Tomo a liberdade de pinçar o termo que titula este artigo, cujo autor é Carlos Ayres Brito, ex-presidente do Supremo Tribunal Federal, poeta, um sergipano que constrói catedrais de linguagem com a constante busca de analogias para facilitar a compreensão do juridiquês.

Em entrevista ao jornal O Globo, o simpático jurista fala de maneira clara sobre as ameaças que pairam sobre nossa democracia. Há um contexto que junta financiadores de atos ilícitos, propagadores do caos, aventureiros oportunistas, inocentes úteis, enfim, massa de manobra usada para destroçar a vida democrática.

A democracia vive momentos desestabilizadores em todos os quadrantes do planeta. A democracia, mesmo considerada o melhor sistema para orientar os governos e contemplar as demandas da sociedade, conforme dizia Churchill, é, hoje, alvo de bombardeio por parte dos exércitos manobrados e manipulados por bandos que desejam implantar em seu lugar o mando e um mundo ditatorial.

A democracia tem permitido, inclusive, que se lute contra ela.

Sabemos que suas promessas ainda não são uma realidade. Bobbio lembrava as promessas não cumpridas da democracia: a força das oligarquias, a falta de clareza dos governos, a falta de acesso à justiça, a educação para a cidadania, meta distante de ser realizada, o poder invisível.

Debaixo dessa teia, governantes apelam para o populismo, modo cabreiro para driblar as demandas das massas e anunciar para elas a chegada ao paraíso, por eles traduzida como dinheiro no bolso, alimento barato, saúde para os desvalidos, transporte barato, educação de alto nível, segurança na porta de cada um. Muita mistificação, engodo. As massas, engabeladas, acreditam.

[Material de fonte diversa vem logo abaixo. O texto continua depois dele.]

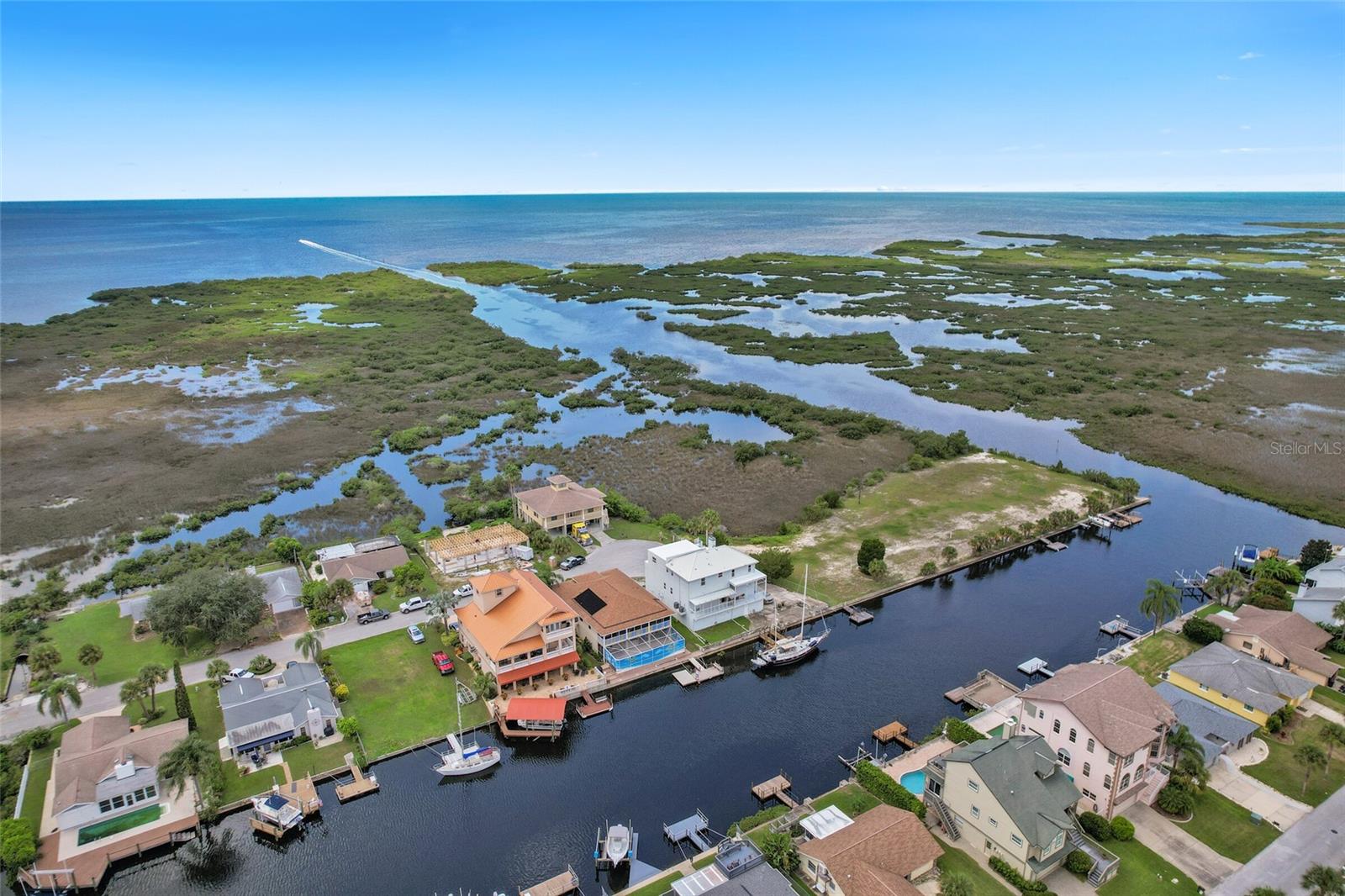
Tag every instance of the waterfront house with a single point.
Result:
(880, 853)
(518, 627)
(1106, 727)
(262, 714)
(462, 549)
(625, 625)
(704, 584)
(104, 770)
(1216, 730)
(1012, 798)
(560, 505)
(1279, 636)
(1244, 685)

Ortega y Gasset já alertava nos anos iniciantes do século XX, colocando o aviso na boca bigoduda de Nietsche, que fazia temporada de tratamento nos penhascos de Engadine, nos alpes suíços: “vejo se avolumar a onda de niilismo”. De lá para cá, a ignorância continuou a impregnar parcelas do planeta, a fazer crescer a quantidade de gentes desorientadas, a dar oportunidade a oportunistas, aventureiros, a massas que clamam por signos de orientação, a alas desejosas de melhorar suas vidas. Tal meta originou a criação de ovelhas conformadas com o pasto. Sem alma cívica. Sem vontade de caminhar na rota civilizatória. Basta que consigam se alimentar.

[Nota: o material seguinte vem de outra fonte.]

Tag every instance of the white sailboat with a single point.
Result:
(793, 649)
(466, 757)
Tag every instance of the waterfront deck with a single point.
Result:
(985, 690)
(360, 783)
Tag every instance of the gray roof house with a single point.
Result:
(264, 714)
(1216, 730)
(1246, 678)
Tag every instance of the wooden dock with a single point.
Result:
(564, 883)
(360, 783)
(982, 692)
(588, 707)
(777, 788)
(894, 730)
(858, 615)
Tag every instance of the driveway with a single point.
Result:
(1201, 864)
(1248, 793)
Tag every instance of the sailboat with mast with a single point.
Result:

Lembro, a propósito, que os indivíduos agem de acordo com seus instintos. O primeiro é o da sobrevivência, que Sergei Tchakhotine, o cientista social russo, designa como o “impulso combativo”. Para sobreviver, a pessoa adentra a arena de lutas, até para morrer. O segundo instinto é o nutritivo, que condiciona as gentes a lutar pelo seu estômago, o que as fazem aprovar governos que atendam às demandas alimentares. O terceiro impulso é o paternal, que joga os seres na teia dos valores humanistas, o amor, a solidariedade, a amizade, o companheirismo. E, por último, o instinto sexual, ligado à reprodução da espécie, e que patrocina todos os conflitos e as lutas na área dos gêneros.

Vamos acompanhar esses vetores e sua influência na dinâmica civilizatória do país. Como esses elementos influirão na política e, mais que isso, nas ações e vontade da comunidade nacional?

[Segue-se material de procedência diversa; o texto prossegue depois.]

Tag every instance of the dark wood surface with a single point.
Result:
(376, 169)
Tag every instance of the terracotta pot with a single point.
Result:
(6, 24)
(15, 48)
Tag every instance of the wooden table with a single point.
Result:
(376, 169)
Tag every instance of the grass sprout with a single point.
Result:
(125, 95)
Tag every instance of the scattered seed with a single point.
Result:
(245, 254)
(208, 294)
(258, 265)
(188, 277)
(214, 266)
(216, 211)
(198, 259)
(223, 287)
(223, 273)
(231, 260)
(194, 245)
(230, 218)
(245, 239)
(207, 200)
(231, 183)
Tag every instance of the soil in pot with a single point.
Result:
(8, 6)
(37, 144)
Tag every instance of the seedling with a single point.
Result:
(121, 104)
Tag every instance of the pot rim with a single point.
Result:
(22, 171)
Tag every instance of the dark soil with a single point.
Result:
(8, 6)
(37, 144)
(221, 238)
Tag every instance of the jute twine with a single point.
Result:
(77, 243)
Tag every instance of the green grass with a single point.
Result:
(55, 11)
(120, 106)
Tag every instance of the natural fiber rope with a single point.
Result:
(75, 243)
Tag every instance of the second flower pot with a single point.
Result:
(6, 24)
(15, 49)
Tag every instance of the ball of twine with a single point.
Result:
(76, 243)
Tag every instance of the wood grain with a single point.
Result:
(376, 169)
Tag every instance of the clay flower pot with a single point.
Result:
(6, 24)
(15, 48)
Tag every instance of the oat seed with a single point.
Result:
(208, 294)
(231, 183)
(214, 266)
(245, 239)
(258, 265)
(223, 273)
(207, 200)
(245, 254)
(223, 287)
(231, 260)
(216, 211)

Os atos recentes de vandalismo, que destruíram espaços e feriram obras de nossa cultura, são provas incontestes de que a barbárie ainda é um traço de nossa índole.

Constatar que cerca de 50% são mais intolerantes hoje que no passado tem um alto significado. Pesquisa recente mostra que ainda somos um povo bárbaro.

E que pode cometer um “democraticídio”. A morte suicida de nossa democracia pode acontecer?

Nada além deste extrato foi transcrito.